On the surface, RavenDB and MongoDB are really similar, looking at the Good parts of the Kiip post, we have schemalessness, easy replication, rich query langauge and we can be access from multiple languages.

But under the hood, RavenDB operates in a completely different way than MongoDB does. A vast majority of the issues that Kiip run into are actually low level (really low level, is some cases) issues that shouldn’t really be visible to the user.

Non-counting B-Trees

The fact that MongoDB uses non counting B-Trees? The only reason that the user care about that is that it actually impacts performance, but the Kiip blog mentions a bunch of other issues related to that.

In RavenDB, we use Lucene as the indexing format, and we really don’t care about the actual format of the indexes. We natively support Count() and limit / skip, because we feel that those are actually core parts of what most users need. In fact, our API allows us to get the total count of results of a paged query as a by product of actually making the query. There isn’t any additional cost for doing this.

Poor Memory Management

MongoDB relies on the OS to do the memory management, by letting the OS memory manager to do its work. That is actually quite a smart decision, because I can guarantee that more work has gone into optimizing the OS memory manager than could have been invested by the MongoDB project. But that is just part of the work.

In RavenDB, we are actually a managed application, so we don’t have directly control over memory. That doesn’t mean that we don’t actually manage it. We have several layers of caching in place, exactly because we know more than the OS about our own usage scenarios. In many cases, even if you are making a totally new request, it would never hit the disk, because we are keeping track on hot data and making sure that it resides in memory. This applies to both indexes and documents, mind. And during the indexing process we are very careful about memory management.

Sure, the OS memory manager is more optimized, but the database knows what is going on, and can predict its own usage patterns. That is how RavenDB does a lot of magic relating to auto configuration.

Uncompressed field names

In MongoDB, it is considered good practice to shorten field names for space optimization. But MongoDB doesn’t do it for you automatically.

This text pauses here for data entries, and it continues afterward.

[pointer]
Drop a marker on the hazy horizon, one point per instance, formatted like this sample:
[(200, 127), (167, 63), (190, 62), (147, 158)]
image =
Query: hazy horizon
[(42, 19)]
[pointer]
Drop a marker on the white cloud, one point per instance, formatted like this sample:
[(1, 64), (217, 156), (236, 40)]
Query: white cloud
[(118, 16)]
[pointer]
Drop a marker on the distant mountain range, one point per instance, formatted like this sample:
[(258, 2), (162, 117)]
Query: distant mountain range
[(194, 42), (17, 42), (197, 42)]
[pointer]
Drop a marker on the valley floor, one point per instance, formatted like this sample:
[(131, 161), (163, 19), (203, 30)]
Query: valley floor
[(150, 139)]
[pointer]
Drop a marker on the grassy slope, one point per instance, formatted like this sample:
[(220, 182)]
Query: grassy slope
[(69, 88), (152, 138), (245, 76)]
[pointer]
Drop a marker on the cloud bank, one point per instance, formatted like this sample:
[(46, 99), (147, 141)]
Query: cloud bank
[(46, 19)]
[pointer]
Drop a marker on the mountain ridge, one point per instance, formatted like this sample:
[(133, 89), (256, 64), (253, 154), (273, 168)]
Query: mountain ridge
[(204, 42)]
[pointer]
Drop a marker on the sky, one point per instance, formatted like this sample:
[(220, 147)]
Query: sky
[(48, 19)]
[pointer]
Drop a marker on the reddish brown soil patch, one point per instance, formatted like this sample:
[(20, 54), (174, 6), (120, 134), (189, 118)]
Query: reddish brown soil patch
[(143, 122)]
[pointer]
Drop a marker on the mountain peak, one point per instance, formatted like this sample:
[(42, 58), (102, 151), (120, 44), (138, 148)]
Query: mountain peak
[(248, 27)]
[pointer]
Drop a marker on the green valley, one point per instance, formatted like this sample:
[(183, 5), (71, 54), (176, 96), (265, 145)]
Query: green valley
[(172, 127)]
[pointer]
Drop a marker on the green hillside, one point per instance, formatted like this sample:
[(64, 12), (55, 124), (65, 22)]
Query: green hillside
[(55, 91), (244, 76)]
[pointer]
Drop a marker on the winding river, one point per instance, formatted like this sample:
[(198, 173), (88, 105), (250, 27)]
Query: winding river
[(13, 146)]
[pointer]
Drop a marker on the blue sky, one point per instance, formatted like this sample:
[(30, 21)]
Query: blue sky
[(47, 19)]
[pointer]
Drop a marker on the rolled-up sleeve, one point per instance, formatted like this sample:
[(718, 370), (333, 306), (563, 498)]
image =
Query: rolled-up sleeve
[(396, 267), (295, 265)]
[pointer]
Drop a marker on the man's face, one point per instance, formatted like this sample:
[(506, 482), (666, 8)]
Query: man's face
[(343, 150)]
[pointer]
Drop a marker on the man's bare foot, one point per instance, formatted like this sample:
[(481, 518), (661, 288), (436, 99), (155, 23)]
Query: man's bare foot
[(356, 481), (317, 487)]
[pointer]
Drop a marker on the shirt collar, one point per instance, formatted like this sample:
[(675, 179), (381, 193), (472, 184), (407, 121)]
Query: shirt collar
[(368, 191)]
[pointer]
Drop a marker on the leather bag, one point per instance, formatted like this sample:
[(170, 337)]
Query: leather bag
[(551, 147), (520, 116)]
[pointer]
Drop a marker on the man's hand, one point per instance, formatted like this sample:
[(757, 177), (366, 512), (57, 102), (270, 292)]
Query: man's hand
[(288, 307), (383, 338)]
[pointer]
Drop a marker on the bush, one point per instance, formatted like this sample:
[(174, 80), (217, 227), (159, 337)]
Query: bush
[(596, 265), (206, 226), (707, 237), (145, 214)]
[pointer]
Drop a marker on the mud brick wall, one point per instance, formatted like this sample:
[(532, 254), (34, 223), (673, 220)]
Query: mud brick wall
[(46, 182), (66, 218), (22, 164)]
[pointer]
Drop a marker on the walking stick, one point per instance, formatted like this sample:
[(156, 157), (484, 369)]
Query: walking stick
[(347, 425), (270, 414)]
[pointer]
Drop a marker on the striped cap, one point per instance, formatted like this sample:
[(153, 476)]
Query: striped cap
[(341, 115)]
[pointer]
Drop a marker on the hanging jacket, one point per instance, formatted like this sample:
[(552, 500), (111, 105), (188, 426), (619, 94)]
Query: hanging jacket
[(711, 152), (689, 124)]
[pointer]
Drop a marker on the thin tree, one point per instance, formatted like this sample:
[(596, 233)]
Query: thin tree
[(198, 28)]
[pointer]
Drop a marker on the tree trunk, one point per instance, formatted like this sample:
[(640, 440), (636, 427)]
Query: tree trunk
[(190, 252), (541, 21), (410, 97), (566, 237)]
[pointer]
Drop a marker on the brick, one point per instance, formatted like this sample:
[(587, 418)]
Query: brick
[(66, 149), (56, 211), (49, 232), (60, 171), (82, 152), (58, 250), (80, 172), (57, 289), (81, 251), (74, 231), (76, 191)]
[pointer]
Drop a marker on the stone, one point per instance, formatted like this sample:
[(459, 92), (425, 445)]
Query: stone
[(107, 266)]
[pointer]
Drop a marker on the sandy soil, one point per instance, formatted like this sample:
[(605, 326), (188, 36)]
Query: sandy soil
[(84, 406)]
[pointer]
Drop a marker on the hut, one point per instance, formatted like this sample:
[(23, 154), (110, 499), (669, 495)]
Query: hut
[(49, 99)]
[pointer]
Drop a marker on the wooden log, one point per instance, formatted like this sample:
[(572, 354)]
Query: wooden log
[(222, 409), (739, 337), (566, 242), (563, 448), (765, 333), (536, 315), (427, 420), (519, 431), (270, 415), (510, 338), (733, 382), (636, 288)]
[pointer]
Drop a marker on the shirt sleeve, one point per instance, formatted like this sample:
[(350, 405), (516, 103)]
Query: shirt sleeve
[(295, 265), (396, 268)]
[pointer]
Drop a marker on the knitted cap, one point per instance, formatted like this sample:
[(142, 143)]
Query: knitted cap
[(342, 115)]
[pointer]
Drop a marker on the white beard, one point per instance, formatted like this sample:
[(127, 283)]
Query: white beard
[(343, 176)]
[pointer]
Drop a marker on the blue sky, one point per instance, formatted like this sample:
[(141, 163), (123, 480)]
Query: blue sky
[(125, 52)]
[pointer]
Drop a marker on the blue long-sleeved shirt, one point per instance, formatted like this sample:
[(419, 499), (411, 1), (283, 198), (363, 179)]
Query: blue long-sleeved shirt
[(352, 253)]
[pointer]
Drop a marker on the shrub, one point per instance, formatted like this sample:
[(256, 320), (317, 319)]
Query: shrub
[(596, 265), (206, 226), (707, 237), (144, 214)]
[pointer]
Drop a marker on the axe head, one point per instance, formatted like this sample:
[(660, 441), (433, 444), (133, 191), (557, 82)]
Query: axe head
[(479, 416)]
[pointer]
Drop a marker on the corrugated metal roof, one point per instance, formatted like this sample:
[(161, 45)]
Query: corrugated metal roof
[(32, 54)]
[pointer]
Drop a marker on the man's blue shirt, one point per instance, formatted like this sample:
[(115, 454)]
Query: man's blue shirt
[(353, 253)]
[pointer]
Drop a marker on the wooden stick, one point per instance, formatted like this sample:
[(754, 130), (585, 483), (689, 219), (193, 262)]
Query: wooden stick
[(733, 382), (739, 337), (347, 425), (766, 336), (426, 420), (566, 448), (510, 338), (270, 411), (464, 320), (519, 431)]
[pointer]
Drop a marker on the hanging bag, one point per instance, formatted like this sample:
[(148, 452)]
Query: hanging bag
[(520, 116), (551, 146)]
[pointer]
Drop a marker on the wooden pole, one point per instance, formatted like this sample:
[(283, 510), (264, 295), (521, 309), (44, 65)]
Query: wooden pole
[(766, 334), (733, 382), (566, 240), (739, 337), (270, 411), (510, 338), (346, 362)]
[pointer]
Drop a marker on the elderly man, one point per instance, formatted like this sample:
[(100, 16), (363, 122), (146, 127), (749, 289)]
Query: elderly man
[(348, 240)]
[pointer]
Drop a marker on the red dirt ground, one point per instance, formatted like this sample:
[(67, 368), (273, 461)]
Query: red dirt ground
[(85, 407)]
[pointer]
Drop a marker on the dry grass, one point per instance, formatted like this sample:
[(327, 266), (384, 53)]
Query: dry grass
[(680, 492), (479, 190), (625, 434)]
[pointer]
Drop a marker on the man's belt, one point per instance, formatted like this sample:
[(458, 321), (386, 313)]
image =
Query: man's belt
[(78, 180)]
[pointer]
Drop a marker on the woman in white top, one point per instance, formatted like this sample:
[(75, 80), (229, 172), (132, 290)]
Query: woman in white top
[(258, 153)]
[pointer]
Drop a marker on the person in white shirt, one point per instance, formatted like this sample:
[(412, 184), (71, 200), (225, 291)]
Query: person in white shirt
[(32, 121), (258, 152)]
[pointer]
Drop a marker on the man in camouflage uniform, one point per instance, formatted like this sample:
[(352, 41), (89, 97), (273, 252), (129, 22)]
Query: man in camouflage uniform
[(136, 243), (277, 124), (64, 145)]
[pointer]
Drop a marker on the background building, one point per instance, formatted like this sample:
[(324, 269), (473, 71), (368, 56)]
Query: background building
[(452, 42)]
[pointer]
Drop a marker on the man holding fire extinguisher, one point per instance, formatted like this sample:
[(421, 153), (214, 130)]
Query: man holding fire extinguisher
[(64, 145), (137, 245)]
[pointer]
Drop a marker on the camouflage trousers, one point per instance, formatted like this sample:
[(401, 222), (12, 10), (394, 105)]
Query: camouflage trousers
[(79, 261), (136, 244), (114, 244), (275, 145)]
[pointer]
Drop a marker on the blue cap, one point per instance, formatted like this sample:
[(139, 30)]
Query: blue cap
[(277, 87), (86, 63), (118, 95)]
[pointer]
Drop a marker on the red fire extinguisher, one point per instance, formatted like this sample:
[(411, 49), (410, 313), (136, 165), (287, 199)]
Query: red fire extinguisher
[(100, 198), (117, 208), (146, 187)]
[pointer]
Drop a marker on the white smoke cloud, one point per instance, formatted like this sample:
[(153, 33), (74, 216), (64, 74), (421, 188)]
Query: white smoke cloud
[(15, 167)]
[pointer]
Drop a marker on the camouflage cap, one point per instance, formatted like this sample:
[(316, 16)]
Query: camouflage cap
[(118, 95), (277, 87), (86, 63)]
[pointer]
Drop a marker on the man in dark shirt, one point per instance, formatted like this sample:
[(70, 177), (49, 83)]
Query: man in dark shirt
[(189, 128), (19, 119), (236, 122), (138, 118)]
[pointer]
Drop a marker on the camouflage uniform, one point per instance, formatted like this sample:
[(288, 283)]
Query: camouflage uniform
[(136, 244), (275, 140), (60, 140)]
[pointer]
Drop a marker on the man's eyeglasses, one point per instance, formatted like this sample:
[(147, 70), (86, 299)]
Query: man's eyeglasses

RavenDB doesn’t compress field names, but at the same time, it isn’t a good practice to do so. In fact, I think that this is a horrible little mess. There are a lot of arguments against compressing field names, not the least of which is that it makes it pretty hard to figure out what it is that you are actually trying to do. Looking at the raw data, something that is done fairly frequently when debugging and troubleshooting becomes harder to work with and manage:

  "a2": "nathan ",
  "d3": "",
  "a2": "2012-05-17T00:00:00.0000000",
  "h3": "2012-04-15T00:00:00.0000000",
  "r2": "archanid@sample.com",
  "o2": "8169cd4a-babf-4015-a3c7-4d503642e021",
  "o1": "products/NHProf"

Anyone wants to figure out what this document is about? And at least in this one, the data itself tells you a lot about the actual content.

There are far better alternatives in place. In RavenDB, we do full response / request compression, and we allow to do document compression on disk as well. If we were ever to get to the point where this would be a serious problem (and so far, it isn’t, even on large data sets), it would be less than a week of work to implement string interning inside RavenDB, so we would use the same string references for field values.

Global write lock

MongoDB (as of the current version at the time of writing: 2.0), has a process-wide write lock. … At this point, all other operations including reads are blocked because of the write lock.

Now, to be fair, also have a write lock, but it isn’t nearly as bad as it is in MongoDB. RavenDB write lock is actually for… writes, and it doesn’t interfere with the either reads or indexes. It is on the list of things to remove, but the crazy part is. So far, and we have really demanding users, no one cares. The reason that no one cares is that this is really small lock, and it only affects writes, it is not Stop the World type of thing.

Safe off by default

I am just going to let Kiip’s words stand for themselves (emphasis mine):

This is a crazy default, although useful for benchmarks. As a general analogy: it’s like a car manufacturer shipping a car with air bags off, then shrugging and saying “you could’ve turned it on” when something goes wrong.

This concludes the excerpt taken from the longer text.